4 yaşındaki çocuk artık, seslerin tamına yakınını doğru telâffuz edebilir ve lisanla ilgili dilbilgisi kurallarının çoğunun temelini öğrenmiştir. Çocukların %5 kadarında, okula ilk başladıklarında, sadece birkaç sesin telâffuz edilmesinde tortu hâlinde hatalar kalabilir.
4 yaşından itibâren, konuşurken pek çok harfin ve sesin atlanması veya yanlış telâffuz edilmesi söz konusuysa, bir fonolojik bozukluktan şüphe edilmesi gereklidir.
6–7 yaşlarından itibâren, lisan gelişiminde semantik ve gramer erişkindekine benzer şekilde yerleşir. 6 yaşından itibâren bir çocuk basit masalları dinleyebilir, kendisi de masal anlatabilir. 7 yaşındaki bir çocuk hâkim olduğu lisana âit olan tüm sesleri çıkartabilme yeteneğine sahiptir. Bu yaştan sonra ısrar eden telâffuz kusurları gelişimsel bir soruna değil, fonolojik bozukluğa işâret eder.
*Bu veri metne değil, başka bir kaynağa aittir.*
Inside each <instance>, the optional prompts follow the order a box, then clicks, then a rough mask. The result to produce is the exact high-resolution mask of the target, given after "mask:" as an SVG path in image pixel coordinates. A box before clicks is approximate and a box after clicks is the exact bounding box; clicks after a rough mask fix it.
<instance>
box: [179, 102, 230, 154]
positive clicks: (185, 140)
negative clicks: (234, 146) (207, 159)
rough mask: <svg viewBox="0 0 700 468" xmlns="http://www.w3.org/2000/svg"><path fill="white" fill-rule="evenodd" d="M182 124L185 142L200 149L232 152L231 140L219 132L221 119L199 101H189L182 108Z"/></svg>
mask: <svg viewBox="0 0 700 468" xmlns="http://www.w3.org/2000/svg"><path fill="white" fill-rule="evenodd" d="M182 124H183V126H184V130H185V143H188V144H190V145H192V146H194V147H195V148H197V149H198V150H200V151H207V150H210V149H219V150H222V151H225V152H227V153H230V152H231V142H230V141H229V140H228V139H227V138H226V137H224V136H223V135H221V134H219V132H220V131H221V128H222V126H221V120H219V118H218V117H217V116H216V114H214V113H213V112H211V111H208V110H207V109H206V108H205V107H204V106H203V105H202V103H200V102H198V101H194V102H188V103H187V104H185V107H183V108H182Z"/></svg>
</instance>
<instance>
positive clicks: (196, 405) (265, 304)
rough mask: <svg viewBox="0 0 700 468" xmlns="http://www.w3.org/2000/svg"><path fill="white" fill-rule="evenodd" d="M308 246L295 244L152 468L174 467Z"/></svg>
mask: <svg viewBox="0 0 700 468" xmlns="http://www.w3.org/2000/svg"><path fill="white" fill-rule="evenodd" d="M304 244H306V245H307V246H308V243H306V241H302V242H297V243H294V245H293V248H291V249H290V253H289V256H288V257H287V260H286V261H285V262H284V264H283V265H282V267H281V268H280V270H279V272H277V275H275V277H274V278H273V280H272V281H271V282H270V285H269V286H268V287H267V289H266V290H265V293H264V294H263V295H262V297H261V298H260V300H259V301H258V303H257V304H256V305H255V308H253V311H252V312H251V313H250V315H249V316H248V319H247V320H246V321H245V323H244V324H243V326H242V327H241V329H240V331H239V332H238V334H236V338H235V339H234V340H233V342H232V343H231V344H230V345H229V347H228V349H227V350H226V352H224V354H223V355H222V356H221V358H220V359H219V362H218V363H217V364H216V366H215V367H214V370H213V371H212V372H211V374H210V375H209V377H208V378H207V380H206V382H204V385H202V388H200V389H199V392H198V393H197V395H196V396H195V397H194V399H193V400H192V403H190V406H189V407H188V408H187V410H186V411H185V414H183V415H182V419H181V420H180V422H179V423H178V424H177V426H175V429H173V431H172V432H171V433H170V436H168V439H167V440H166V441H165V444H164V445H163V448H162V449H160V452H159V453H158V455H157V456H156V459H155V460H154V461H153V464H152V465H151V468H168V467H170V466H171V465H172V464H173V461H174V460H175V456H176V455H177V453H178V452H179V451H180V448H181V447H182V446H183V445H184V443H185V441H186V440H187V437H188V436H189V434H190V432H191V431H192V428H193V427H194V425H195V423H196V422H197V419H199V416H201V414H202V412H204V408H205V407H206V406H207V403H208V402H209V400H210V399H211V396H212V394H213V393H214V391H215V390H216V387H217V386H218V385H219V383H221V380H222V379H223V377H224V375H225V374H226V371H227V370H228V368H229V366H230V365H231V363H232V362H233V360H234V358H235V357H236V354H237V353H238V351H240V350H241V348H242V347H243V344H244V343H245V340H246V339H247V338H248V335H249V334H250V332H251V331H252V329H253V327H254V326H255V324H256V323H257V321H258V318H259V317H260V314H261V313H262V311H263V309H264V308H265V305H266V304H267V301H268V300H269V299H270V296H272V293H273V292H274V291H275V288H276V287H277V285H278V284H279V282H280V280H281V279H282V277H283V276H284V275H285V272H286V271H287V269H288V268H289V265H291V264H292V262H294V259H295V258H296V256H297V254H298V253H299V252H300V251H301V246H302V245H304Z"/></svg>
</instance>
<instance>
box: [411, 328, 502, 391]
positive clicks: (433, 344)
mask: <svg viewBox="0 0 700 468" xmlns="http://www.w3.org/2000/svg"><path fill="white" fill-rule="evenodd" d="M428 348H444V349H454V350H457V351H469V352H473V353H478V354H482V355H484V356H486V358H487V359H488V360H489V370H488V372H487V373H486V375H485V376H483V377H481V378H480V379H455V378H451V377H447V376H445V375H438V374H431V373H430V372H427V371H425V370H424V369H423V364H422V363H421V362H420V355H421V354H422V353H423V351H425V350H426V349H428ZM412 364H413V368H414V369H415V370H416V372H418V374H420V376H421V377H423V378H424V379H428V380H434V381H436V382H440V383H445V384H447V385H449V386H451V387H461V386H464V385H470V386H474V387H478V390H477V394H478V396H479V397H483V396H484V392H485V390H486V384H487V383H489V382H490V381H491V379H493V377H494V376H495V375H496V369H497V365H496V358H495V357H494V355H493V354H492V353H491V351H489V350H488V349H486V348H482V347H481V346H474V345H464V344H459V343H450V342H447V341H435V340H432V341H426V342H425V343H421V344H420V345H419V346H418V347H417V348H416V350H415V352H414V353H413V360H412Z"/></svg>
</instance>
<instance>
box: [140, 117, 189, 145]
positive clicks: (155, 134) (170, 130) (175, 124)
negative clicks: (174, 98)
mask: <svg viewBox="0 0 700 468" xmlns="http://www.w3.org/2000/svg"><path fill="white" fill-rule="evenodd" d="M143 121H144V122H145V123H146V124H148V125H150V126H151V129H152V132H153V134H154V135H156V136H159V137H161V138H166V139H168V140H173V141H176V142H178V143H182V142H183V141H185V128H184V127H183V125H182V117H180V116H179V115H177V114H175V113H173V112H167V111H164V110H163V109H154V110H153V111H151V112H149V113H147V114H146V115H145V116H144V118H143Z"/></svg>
Özetleyecek olursak, konuşma yeteneği bir çocukta sosyal iletişim ve etkileşimin yapı taşını oluşturur. Sosyalleşmesi zengin olan bir çocuğun zekâsı daha da hızlı olarak gelişir. O nedenle ebeveyn olarak, bebeğimiz doğar doğmaz (hâttâ, yazının başında da belirtildiği gibi, öncesinde) onunla bol bol konuşmak ve sosyal açıdan uyaran vermek çok önemlidir. Bu sâyede, onun konuşma becerisini desteklemiş ve hızlandırmış oluruz. Hepimiz gibi çocukarımız da konuşacakları şeyi çok hızlı işlemlemeyle önce beyinlerinde tasarlar (endofazi: iç konuşma), sonra kelimelere dökerler (ekzofazi: dış konuşma). Bu sebepledir ki, bol okumak ve düşünmek de lisanı daha güzel ve zengince kullanmaya vesile olacaktır.
Çocuğumuzda aşağıdaki özellikleri görürsek, bir çocuk ve ergen psikiyatrından destek almak faydalı olacaktır:
— Sözel uyaranlara karşı uygun bir sosyal tepki vermiyorsa;
— İki yaşında iken sözel dağarcığı yaklaşık 50 kelimenin altındaysa;
— 4 yaşından sonra hâlen harflerin ciddi bir kısmında telâffuz sorunu varsa, söyledikleri net olarak anlaşılamıyorsa;
— 4 yaşından sonra ısrar eden kekemeliği varsa.
Sonuçta, ebeveyn olarak erken teşhisin, hızlı bir müdahaleyi sağlayacağını asla unutmayalım ve yukarıda sözü geçen belirtileri çocuğumuzda saptarsak, zaman geçirmeden profesyonel başvurumuzu yapalım.